Dodd-Frank was written with intentionally broad strokes, explains Frank, a lead author of the legislation. “You’ve got to have some flexibility,” he insists, noting that similarly sweeping legislation, such as that crafted under the New Deal in the 1930s, has often set out a general aim and left the “blanks” to be filled in. “The more precise you are in the statute, the harder it is to adapt as you learn more and as things change.”
That means there’s a lot for banks to figure out—and, in the absence of detailed government guidance, they’re floundering. Frank has heard from a number of banks who complain they are being badly advised. Lawyers can help clients understand compliance requirements, but they should follow the spirit of the law rather than “overrestrict or overprescribe,” Frank suggests. “A good, objective operation can avoid that, too, and say no, you can do this.”
The systems thinking Legal OnRamp practices strikes the right balance, he says. “They are … encouraging a post-adversarial approach here, which I think is very important.
Frank suggests lawyers can help clients understand compliance requirements, but they should follow the spirit of the law rather than ‘overrestrict or overprescribe. A good, objective operation can avoid that.’
“They have an appropriate message, which is look—it’s now in everybody’s interest to accept the fact that this is here, and to figure out how, one, to comply with it, and, two, in the course of doing that, make some recommendations about some changes that will make it work better.”
Elementary, my dear Watson
If you’re working with big problems—and you’re Lippe—you look for ways to further manage complexity. So when he heard about IBM’s Watson at the Center on the Legal Profession’s conference on disruptive innovation in the spring of 2014, Lippe immediately saw its potential. “We’ve been thinking about Watson-like capabilities for a while. But we were pleasantly surprised at the ecosystem they’ve developed.”
In the fall of 2014, Legal OnRamp became Watson’s first U.S. ecosystem partner in the legal field. (The firm Latham & Watkins also recently signed on.) The company has begun to integrate Watson and other machine learning with its current projects.
In a demonstration, Lippe and his team showed what an “intelligent” Legal OnRamp system can do. After “feeding” Watson a particular set of contracts—essentially training it—Watson suggests to reviewers actions to be taken on each contract and estimates its own confidence in its answers and suggestions.

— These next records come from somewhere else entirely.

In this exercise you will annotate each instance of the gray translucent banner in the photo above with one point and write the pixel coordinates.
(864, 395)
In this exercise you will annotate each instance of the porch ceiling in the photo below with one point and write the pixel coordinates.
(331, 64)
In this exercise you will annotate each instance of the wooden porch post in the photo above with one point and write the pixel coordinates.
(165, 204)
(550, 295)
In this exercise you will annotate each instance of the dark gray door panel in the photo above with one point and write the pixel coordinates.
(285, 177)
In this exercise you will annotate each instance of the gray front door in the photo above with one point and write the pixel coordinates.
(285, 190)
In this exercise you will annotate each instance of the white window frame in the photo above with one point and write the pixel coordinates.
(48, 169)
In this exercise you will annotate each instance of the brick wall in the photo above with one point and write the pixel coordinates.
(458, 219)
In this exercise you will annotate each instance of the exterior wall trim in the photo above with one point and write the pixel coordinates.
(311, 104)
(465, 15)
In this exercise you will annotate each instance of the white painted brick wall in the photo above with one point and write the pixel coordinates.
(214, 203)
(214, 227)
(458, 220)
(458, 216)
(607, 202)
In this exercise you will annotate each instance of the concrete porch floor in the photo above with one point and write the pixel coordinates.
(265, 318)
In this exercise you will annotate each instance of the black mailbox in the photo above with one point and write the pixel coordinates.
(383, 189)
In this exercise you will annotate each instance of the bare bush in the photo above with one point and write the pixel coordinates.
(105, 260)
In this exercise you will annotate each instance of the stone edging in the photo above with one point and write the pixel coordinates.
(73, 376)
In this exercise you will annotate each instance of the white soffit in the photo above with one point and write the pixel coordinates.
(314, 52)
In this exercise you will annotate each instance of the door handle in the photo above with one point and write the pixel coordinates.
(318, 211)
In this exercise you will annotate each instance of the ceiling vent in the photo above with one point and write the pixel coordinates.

According to Lippe, the combination allows for a dramatically improved speed and accuracy, “especially as you start to see repetitive syntax across thousands of contracts.” At the same time, it’s not a complete solution, he acknowledges. “Machine learning is not a substitute for humans. It’s a tool to augment skilled humans.”
Next up for Legal OnRamp? Lippe hopes to ”map the contract genome,” allowing companies to work together more effectively by making contract information transparent to different stakeholders across an organization. “Once we’ve mapped 1,000 contracts for a company,” he says, “technology should be able to handle most of the next 19,000.”
In the meantime, systems thinking continues. In August 2014, federal regulators rejected most major banks’ first wave of living will bankruptcy plans—except, Lippe notes, Legal OnRamp’s current bank client. “What we can say with some pride is that our customer has had good response to their resolution plans.”